Actually I did this a few months ago. I had more breakout boards and foot switches so I just put this aside and used other ones. I found this in my box of parts because I am now building a Betty Boost. I have no plans at the moment for any builds but was hoping I could still use the switch in the future.


----------



## Mcknib (May 6, 2021)

joelorigo said:


> Actually I did this a few months ago. I had more breakout boards and foot switches so I just put this aside and used other ones. I found this in my box of parts because I am now building a Betty Boost. I have no plans at the moment for any builds but was hoping I could still use the switch in the future.


Should be fine with a betty boost

The output grounded in bypass won't cause any problem as you know that vertical links just there to help with switch pop so there's a small chance you may get a pop but you've got the 1M at the input so should be ok

Tbh although it's good practice I never usually ground the input and I have on occasion accidentally grounded the output when distracted by somebody shouting chocolate! and never had a problem


----------



## joelorigo (May 6, 2021)

I already used another switch and breakout board for the Betty Boost. But I'll keep this around for whatever I do next.


----------



## turntablemonkey (May 7, 2021)

Ok so I had a similar experience with the daughterboard from the paragon build. Soldered it in upside down. So I wired it up with wires but the switch was turning on the opposite side of the effect. I had accidentally wired it backwards. Ordered another paragon pcb aaaaand I did it again. Luckily I had only soldered a few lugs before I realized my mistake. Was able to use a solder sucker to remove the majority of the solder and then heating random lugs while wiggling the switches and I was home free.


----------



## Gordo (May 7, 2021)

Or just flip input and output, so wire the entire board upside down.


----------



## joelorigo (May 7, 2021)

What about the Blender project? I've been interested in this one for a while.
https://docs.pedalpcb.com/project/Blender.pdfCould I use my mistake switch & board assembly as shown in the in the diagram? Or should I reverse the wiring?


----------



## joelorigo (May 11, 2021)

Just bumping this


----------



## joelorigo (May 17, 2021)

Instead of the Blender I ordered the Kilimanjaro Fuzz PCB. 
Can I use the switch & board assembly as mistakenly assembled? Or should I reverse the wiring?

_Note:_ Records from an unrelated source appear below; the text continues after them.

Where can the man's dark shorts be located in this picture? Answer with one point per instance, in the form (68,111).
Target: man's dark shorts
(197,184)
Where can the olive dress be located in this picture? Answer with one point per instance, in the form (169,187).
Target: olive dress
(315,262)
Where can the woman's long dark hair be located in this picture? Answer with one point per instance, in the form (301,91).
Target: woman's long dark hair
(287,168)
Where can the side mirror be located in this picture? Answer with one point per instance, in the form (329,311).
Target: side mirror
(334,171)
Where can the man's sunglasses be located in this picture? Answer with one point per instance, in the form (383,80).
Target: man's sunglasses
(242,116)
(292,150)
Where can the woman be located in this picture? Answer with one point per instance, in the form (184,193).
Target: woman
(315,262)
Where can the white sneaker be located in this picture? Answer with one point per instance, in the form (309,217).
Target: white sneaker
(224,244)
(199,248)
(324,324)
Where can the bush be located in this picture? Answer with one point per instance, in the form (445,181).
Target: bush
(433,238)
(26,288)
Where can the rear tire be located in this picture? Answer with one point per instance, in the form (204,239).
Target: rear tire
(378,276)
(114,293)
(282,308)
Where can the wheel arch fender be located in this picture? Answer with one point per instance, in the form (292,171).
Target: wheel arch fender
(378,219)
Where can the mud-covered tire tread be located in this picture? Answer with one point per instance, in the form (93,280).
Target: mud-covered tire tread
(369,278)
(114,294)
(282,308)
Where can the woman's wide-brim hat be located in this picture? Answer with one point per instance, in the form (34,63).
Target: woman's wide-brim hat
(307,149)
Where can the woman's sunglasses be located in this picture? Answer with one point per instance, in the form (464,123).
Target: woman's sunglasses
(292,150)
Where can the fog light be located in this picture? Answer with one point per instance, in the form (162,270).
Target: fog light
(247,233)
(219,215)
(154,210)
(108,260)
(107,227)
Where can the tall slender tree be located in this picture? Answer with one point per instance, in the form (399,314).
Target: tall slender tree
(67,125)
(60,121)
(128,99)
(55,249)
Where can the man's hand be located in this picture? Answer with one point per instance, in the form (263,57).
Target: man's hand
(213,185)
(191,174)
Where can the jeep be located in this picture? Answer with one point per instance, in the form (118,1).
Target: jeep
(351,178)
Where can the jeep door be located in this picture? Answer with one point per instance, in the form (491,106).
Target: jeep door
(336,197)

						Kilimanjaro Fuzz - PedalPCB.com
					

Compare to D*A*M FZ-673




					www.pedalpcb.com


----------



## Mcknib (May 17, 2021)

If you haven't already check the switch isn't heat damaged first

The only difference is your diagonal link is on the output side so output would be grounded in bypass mode instead of the input and I think your SW and GND would be flipped but you could continuity check to make sure check the coloured dots on the 3PDT board have continuity with their corresponding 3PDT lugs and the red links connect if they do wire it as shown below

Regardless of which way round you've soldered it to the board the actual switch still works the same way, as you know the in and out jacks are connected to the middle common row switched or thrown to the top row connects the in jack to the circuit input through the circuit to the output pad to the out jack also connecting your LED to ground turning it on, switched the other way middle common row connects to the bottom row your in jack connecting to jumpered lug along the jumper to the out jack bypassing the circuit at the same time disconnecting the LED ground and switching it off so the PCB being flipped from that point of view doesn't matter the middle row would still connect to the top or bottom row

You can reference the 3PDT board the right way round flip it and you'll see what I mean, using pictures always makes it easier for me!


----------